Some invaluable inspiration from my experience:
1. Western dressage is open to all. There is no “perfect breed/type” for western dressage. You can succeed without the million-dollar pony.
- Tip number one really motivated me to work hard to improve my riding and challenge myself to show in rated shows and qualify for the WDAA World Show (which I did!).
2. Humane treatment of your horse is paramount to your success.
- Tip number 2 helped me build a stronger relationship with my horse. I learned to build our skills as a team through “asking” not forcing or becoming frustrated and using less humane tactics.
3. Your seat and legs control from the shoulders back. Your hands control the neck and head.
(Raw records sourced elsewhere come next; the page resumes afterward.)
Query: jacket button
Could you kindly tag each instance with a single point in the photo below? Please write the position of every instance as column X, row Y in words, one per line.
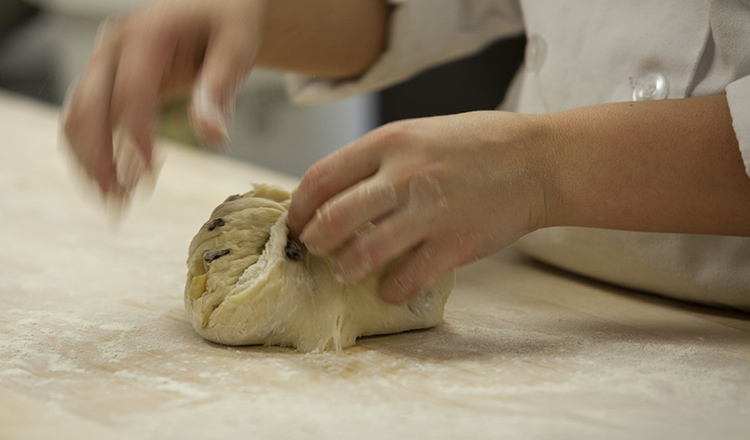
column 651, row 87
column 536, row 52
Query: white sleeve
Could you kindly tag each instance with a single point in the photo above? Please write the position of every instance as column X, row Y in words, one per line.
column 423, row 34
column 738, row 96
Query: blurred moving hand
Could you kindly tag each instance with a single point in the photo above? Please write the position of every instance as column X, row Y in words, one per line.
column 207, row 48
column 152, row 54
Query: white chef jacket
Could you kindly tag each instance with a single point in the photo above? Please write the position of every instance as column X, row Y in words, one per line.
column 585, row 52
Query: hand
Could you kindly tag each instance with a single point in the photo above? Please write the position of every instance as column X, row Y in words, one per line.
column 445, row 191
column 150, row 55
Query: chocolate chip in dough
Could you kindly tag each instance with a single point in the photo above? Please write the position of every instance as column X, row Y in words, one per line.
column 215, row 223
column 293, row 249
column 210, row 256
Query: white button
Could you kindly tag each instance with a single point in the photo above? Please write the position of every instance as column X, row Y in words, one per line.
column 651, row 87
column 536, row 52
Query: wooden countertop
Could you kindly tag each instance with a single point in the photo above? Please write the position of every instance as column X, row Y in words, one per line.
column 94, row 342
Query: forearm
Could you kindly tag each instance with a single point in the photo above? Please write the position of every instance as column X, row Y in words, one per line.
column 328, row 38
column 666, row 166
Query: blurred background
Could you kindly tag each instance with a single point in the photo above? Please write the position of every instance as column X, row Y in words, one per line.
column 45, row 44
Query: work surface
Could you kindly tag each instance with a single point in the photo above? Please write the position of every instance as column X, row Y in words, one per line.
column 94, row 342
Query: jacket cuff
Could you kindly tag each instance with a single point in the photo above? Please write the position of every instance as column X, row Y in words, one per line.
column 738, row 97
column 423, row 34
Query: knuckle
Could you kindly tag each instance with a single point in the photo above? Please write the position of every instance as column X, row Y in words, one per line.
column 315, row 181
column 333, row 218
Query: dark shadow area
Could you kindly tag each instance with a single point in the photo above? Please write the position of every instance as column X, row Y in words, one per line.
column 475, row 83
column 642, row 296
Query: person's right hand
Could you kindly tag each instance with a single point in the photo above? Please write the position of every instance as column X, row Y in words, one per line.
column 166, row 49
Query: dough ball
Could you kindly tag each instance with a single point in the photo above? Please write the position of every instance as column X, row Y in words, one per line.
column 246, row 286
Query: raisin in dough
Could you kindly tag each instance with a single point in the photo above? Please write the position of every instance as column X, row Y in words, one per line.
column 243, row 288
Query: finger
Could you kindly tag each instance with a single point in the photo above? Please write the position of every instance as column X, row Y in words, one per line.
column 339, row 218
column 418, row 271
column 87, row 125
column 136, row 88
column 332, row 175
column 373, row 249
column 229, row 57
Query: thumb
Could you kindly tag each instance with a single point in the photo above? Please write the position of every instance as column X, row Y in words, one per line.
column 229, row 58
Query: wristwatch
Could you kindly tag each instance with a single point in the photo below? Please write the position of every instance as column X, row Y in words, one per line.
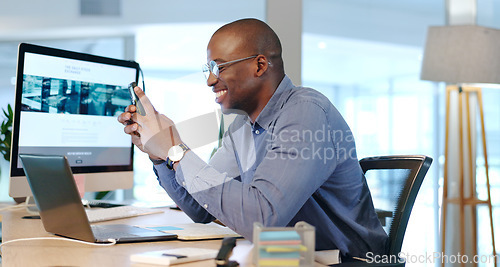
column 175, row 154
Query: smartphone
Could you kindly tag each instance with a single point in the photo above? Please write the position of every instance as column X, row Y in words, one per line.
column 135, row 100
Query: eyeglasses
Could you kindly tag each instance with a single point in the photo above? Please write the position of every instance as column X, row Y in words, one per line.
column 213, row 67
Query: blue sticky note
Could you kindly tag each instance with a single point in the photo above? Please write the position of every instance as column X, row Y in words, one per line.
column 285, row 255
column 165, row 228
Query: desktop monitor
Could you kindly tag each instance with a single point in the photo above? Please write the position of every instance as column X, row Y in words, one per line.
column 67, row 104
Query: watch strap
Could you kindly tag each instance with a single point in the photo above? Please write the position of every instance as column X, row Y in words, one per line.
column 170, row 163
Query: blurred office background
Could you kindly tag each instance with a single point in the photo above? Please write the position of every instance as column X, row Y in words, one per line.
column 364, row 55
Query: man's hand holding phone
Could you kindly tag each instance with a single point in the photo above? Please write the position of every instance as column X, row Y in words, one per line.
column 153, row 133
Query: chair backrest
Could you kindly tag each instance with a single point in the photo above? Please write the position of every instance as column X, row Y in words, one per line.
column 416, row 166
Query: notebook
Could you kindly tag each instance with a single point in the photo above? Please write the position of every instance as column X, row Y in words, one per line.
column 61, row 210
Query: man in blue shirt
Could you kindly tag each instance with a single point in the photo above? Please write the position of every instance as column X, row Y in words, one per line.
column 288, row 156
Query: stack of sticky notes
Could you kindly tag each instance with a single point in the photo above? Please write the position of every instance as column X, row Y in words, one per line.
column 280, row 248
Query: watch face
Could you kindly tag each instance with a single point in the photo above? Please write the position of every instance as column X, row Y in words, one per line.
column 175, row 153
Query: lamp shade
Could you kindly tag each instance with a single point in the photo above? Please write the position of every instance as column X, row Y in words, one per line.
column 462, row 54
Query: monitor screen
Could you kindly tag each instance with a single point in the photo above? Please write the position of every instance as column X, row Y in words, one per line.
column 67, row 104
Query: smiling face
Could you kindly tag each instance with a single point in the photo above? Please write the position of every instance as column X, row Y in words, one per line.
column 247, row 84
column 237, row 87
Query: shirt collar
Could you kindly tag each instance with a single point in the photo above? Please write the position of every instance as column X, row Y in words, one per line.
column 270, row 111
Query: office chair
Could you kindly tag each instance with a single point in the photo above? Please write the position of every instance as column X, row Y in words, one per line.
column 411, row 170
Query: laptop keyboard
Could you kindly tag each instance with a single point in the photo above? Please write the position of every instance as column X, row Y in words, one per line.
column 99, row 215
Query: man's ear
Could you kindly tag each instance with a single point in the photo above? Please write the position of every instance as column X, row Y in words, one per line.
column 262, row 65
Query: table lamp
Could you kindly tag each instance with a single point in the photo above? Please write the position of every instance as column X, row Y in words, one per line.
column 461, row 56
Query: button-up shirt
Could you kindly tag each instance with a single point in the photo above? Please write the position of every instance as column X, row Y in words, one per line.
column 296, row 162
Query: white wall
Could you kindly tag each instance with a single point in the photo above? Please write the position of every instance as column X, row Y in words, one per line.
column 61, row 18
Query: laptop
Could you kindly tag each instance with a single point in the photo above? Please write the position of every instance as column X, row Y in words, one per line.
column 61, row 210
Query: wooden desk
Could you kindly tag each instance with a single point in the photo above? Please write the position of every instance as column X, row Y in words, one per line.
column 63, row 253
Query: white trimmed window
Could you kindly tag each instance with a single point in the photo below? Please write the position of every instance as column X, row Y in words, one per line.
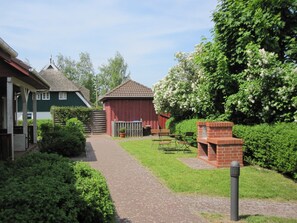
column 38, row 96
column 46, row 96
column 62, row 95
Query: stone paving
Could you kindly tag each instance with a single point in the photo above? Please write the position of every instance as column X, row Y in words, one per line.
column 140, row 197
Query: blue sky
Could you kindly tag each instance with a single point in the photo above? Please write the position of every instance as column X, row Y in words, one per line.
column 147, row 33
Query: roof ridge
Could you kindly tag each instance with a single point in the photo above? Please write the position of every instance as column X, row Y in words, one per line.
column 45, row 74
column 129, row 89
column 117, row 87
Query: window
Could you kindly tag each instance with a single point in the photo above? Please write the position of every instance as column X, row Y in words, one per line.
column 46, row 96
column 62, row 95
column 38, row 96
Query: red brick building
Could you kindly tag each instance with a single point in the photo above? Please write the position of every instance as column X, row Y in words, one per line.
column 131, row 101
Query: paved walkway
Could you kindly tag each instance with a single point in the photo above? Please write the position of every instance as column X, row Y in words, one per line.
column 141, row 197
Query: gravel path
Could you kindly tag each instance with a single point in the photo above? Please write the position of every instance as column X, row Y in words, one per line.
column 141, row 197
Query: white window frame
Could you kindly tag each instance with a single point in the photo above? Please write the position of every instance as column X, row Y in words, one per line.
column 46, row 96
column 62, row 95
column 38, row 96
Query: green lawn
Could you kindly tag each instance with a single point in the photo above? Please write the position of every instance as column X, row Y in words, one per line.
column 254, row 182
column 214, row 218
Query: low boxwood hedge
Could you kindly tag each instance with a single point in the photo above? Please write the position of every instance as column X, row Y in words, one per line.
column 270, row 146
column 42, row 187
column 66, row 140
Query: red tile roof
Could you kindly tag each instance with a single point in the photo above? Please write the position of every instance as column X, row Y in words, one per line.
column 129, row 89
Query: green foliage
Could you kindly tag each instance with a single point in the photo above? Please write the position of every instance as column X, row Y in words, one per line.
column 267, row 90
column 112, row 74
column 247, row 74
column 270, row 146
column 66, row 140
column 62, row 114
column 255, row 182
column 91, row 185
column 49, row 188
column 81, row 72
column 271, row 24
column 75, row 125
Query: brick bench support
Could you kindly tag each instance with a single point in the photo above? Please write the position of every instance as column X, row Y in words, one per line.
column 216, row 144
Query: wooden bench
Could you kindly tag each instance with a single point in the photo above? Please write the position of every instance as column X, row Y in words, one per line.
column 160, row 132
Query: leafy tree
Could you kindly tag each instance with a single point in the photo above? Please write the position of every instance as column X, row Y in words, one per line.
column 267, row 92
column 80, row 72
column 112, row 74
column 271, row 24
column 246, row 74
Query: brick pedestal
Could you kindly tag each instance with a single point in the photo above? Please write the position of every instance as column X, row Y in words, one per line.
column 216, row 144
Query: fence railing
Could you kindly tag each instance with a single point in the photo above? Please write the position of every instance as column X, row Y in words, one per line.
column 5, row 146
column 133, row 129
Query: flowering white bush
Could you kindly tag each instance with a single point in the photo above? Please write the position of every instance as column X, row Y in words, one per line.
column 175, row 93
column 267, row 90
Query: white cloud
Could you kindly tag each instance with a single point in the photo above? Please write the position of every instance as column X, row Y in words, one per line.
column 144, row 32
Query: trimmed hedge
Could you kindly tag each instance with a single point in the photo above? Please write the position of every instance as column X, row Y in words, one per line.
column 270, row 146
column 66, row 140
column 62, row 114
column 43, row 187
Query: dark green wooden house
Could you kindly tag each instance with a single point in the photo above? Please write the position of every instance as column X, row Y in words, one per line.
column 62, row 92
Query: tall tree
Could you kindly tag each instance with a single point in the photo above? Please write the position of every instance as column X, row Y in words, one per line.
column 112, row 74
column 270, row 24
column 81, row 72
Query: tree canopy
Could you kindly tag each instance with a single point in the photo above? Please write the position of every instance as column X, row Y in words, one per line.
column 246, row 74
column 80, row 72
column 112, row 74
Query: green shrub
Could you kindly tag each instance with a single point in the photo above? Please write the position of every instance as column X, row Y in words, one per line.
column 91, row 184
column 74, row 124
column 62, row 114
column 66, row 140
column 270, row 146
column 43, row 187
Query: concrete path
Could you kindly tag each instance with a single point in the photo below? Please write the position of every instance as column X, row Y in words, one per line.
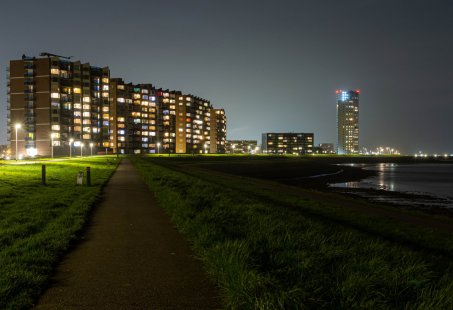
column 131, row 258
- Tip number 3 allowed me to learn how to use my body more effectively and how NOT to drag my horse around by his face.
The Equestrian Journal gifted to grant recipients by the author, Catherine Respess, is now part of my riding routine. I am appreciative that this was included with the grant. As a teacher, planning is essential. I learned that as an equestrian, planning is also essential.
This grant allows access for many to opportunities that would be difficult to afford otherwise. Thank you to all the donors who made this opportunity possible! I look forward to contributing so that others may receive grants in the future.